The stale air of Baraggan's castle hung heavy, as always. The walls were cracked, the bone pillars leaning in strange ways, and there was still no ceiling — just the endless, grey sky above Hueco Mundo. I sat in one corner of the hall, scratching absentmindedly at a patch of stone, grumbling to myself in low, guttural roars.
Baraggan sat on his throne nearby, arms crossed, his cold gaze occasionally drifting in my direction like a vulture eyeing something already dead. Around the hall, the other Bone Circle members lounged about in various states of boredom. Yammy snored against a broken pillar, Kukkapūro gnawed on a bone twice his size, and Shawlong was polishing his finger bone while the rest of his little clique bickered over who could kill the most Gillians in a day.
Grimmjow had finally returned from his long hunt not long ago, his white panther form sleek and his mood foul as usual. He prowled near the entrance, tail flicking with irritation. No one dared to say a word about… that thing from last month. The puppet incident was dead and buried. Or at least, stuffed in a pile of trash where it belonged.
I let out a loud, meaningless roar to break the silence.

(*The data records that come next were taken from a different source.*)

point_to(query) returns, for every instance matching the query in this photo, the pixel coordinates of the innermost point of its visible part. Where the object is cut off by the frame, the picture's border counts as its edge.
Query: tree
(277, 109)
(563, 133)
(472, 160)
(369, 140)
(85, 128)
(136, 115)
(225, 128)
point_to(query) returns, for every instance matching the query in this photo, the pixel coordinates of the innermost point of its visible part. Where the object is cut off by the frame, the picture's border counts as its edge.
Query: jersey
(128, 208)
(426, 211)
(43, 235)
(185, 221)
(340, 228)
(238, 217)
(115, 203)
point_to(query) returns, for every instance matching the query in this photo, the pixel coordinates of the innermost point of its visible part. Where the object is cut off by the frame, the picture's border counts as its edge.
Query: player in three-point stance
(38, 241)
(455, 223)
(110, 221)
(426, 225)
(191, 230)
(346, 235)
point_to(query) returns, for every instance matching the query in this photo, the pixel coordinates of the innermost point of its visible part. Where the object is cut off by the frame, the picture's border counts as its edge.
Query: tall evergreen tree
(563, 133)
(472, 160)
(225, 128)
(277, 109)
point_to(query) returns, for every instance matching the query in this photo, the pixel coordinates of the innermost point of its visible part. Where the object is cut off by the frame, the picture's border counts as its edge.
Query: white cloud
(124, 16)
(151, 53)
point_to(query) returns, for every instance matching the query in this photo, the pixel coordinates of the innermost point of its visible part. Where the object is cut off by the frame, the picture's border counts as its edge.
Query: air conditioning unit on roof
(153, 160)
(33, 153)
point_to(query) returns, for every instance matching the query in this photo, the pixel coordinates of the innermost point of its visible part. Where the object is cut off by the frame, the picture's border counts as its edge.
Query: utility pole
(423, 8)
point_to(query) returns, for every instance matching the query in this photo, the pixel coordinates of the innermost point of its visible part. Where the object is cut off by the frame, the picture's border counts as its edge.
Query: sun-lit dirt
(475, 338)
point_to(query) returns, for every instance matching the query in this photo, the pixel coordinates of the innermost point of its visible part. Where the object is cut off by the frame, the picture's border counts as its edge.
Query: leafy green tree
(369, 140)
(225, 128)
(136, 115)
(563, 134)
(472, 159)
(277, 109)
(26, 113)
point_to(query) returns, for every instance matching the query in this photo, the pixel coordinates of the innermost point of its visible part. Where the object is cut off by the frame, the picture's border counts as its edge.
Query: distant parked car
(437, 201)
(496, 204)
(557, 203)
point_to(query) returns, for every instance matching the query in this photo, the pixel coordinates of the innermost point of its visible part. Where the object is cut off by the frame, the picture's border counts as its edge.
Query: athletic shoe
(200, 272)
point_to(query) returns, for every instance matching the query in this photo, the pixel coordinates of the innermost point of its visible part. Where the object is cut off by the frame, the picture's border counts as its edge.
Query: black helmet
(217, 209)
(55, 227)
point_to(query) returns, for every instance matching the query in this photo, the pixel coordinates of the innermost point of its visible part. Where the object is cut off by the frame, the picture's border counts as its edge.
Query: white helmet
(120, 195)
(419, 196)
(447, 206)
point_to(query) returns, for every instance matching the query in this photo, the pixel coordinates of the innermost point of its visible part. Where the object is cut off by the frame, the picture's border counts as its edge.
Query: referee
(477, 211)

Baraggan didn't even flinch.
"Graaah," I growled again.
Without even looking up, Baraggan translated flatly,
"He says he's bored."
Yammy grunted awake.
"So what? We all are."
Kukkapūro let out a whine and curled back up. Grimmjow growled low in his throat but didn't speak. The silence stretched again, heavy and uncomfortable.
I paced around the hall, looking at random objects and poking at things I shouldn't. A cracked statue. A bone chandelier hanging by a single, fraying rope. I gave it a tug. It creaked ominously. Baraggan's glare made my claws freeze mid-motion.

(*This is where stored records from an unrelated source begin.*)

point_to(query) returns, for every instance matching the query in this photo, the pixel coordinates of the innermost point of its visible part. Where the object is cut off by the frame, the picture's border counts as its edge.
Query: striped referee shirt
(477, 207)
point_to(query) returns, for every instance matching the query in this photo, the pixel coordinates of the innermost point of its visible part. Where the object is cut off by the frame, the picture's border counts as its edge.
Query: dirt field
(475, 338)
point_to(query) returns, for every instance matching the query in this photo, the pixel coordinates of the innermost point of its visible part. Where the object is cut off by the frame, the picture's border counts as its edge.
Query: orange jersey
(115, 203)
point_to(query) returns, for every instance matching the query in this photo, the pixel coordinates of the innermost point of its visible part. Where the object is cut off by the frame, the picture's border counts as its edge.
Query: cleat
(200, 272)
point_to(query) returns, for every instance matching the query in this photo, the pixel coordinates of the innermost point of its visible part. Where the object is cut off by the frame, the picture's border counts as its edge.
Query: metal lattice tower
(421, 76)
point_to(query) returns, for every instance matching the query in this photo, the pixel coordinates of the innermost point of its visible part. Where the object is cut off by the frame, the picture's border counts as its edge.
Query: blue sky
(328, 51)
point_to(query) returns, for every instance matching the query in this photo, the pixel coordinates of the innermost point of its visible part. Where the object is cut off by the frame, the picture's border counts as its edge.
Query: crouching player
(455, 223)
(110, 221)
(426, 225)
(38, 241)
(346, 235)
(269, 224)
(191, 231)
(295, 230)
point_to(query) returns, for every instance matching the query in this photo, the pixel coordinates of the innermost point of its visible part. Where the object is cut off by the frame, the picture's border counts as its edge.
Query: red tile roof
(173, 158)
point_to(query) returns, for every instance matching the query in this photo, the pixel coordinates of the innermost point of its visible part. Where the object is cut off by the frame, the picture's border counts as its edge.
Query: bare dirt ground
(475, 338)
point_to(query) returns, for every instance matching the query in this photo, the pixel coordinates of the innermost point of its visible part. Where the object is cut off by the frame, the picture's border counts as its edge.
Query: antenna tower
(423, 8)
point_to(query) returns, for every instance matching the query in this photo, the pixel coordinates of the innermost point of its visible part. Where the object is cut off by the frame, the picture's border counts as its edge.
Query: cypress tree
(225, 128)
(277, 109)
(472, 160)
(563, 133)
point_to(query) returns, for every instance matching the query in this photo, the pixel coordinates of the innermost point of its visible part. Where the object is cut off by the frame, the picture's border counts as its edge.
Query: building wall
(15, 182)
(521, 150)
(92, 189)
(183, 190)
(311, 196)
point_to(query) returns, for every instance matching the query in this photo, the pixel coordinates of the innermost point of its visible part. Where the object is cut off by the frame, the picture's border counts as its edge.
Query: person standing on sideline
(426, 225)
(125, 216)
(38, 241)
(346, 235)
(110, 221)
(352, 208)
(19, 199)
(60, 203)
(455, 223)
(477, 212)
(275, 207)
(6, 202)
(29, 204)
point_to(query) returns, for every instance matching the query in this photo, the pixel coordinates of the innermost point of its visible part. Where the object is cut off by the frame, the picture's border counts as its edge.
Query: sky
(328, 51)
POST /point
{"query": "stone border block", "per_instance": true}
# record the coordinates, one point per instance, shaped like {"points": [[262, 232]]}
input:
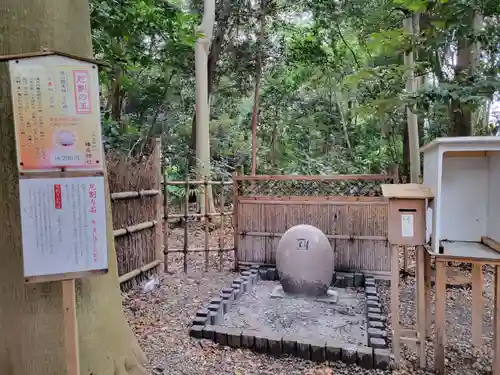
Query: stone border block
{"points": [[365, 357], [349, 280], [234, 337], [376, 329], [206, 325], [260, 343], [248, 339], [318, 350], [220, 335], [340, 281], [200, 320], [359, 279], [196, 332], [274, 346], [349, 354], [303, 350], [333, 351], [271, 274], [289, 345], [382, 359], [209, 333], [262, 274]]}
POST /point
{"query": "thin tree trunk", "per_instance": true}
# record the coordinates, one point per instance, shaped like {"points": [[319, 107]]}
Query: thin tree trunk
{"points": [[461, 113], [32, 336], [411, 116], [258, 76], [213, 58]]}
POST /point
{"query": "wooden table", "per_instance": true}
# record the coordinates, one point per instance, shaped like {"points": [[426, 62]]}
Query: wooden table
{"points": [[477, 254]]}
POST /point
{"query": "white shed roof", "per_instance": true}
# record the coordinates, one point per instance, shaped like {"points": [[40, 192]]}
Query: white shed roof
{"points": [[479, 142]]}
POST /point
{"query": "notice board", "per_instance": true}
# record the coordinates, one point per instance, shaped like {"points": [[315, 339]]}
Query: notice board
{"points": [[56, 114], [60, 158]]}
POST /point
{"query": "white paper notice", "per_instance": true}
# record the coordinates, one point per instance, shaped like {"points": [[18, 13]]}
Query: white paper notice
{"points": [[407, 225], [63, 225]]}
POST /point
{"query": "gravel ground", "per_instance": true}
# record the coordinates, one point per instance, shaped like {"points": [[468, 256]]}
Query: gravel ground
{"points": [[461, 357], [160, 320], [343, 321]]}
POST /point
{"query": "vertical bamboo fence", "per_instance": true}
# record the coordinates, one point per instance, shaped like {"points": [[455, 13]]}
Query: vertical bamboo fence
{"points": [[349, 209], [206, 217], [137, 208]]}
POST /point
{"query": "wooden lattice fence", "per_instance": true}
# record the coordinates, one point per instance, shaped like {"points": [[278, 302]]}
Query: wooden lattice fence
{"points": [[349, 209], [137, 208], [186, 213]]}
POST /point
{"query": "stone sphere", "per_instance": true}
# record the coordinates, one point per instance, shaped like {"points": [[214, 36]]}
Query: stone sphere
{"points": [[305, 261]]}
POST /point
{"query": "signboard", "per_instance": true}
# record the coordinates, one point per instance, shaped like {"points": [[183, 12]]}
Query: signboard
{"points": [[63, 225], [407, 226], [56, 114]]}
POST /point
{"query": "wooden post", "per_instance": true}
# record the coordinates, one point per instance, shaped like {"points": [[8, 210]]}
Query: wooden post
{"points": [[477, 304], [496, 323], [421, 307], [395, 302], [236, 235], [70, 327], [440, 325], [221, 230], [428, 287], [165, 217], [159, 208]]}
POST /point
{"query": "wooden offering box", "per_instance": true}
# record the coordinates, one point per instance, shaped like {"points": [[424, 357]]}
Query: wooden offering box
{"points": [[464, 226], [464, 175], [407, 210]]}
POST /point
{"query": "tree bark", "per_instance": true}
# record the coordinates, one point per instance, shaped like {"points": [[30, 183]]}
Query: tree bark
{"points": [[410, 112], [467, 55], [31, 340], [202, 102], [213, 58], [258, 78]]}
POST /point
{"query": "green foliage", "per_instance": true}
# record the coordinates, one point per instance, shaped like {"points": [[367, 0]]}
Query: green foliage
{"points": [[332, 97]]}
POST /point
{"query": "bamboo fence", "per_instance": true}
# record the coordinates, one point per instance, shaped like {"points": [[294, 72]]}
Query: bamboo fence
{"points": [[137, 209], [201, 186], [349, 209]]}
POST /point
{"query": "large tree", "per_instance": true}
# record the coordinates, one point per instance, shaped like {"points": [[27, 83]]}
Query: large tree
{"points": [[31, 340]]}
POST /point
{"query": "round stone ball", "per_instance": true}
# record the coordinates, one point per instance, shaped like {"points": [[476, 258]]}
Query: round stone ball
{"points": [[305, 261]]}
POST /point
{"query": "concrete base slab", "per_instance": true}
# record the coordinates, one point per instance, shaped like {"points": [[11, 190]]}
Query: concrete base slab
{"points": [[331, 296]]}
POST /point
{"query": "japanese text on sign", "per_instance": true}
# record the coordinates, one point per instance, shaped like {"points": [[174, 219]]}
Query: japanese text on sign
{"points": [[56, 114], [64, 225]]}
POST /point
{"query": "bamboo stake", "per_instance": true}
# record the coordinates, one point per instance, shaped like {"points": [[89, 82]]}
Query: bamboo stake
{"points": [[165, 214], [192, 215], [134, 194], [130, 275], [343, 177], [186, 208], [221, 230], [70, 327], [235, 220], [201, 249], [159, 208], [198, 182], [205, 196], [134, 228]]}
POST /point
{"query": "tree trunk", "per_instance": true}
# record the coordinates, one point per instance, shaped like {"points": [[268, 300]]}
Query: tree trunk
{"points": [[116, 95], [461, 113], [410, 112], [213, 58], [258, 78], [32, 336], [202, 103]]}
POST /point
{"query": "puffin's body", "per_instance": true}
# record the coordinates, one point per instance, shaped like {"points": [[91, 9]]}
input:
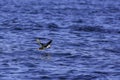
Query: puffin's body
{"points": [[44, 46]]}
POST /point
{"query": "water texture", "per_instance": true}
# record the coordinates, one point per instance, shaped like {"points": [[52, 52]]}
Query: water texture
{"points": [[85, 34]]}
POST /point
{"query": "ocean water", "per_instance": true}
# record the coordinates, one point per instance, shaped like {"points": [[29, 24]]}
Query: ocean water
{"points": [[85, 34]]}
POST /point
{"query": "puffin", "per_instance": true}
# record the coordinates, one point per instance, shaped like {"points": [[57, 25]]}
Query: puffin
{"points": [[43, 45]]}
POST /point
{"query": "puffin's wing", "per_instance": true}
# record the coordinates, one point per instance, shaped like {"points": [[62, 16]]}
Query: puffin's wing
{"points": [[38, 41], [49, 43]]}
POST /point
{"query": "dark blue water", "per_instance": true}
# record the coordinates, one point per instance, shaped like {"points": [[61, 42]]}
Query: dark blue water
{"points": [[85, 34]]}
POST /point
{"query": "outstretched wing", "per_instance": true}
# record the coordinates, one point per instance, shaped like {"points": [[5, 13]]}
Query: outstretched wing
{"points": [[48, 43], [38, 41]]}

I backed off with an awkward cough-roar.
Di Roy muttered something under his breath, and Yylfordt snorted. Nakeem kept tossing pebbles at Edrad's head. Edrad ignored him, his arms crossed, eyes shut as though meditating, though everyone knew he wasn't.
The air in the castle was tense. No one wanted to admit it out loud, but it always got like this after Aizen's… seasonal episode. Things went quiet, nerves frayed, and everyone waited for the next idiot — usually me — to stir up more trouble.
I considered doing something stupid again but decided against it when Baraggan's cold gaze locked onto me once more, daring me.
I let out a sigh-like rumble and flopped down against a wall, glaring at nothing.
"Grah," I grunted.
Baraggan translated in his usual deadpan,
"He says this place needs better entertainment."
Nobody replied.
Yammy's snoring resumed, Grimmjow's tail twitched, and the castle fell back into its restless silence.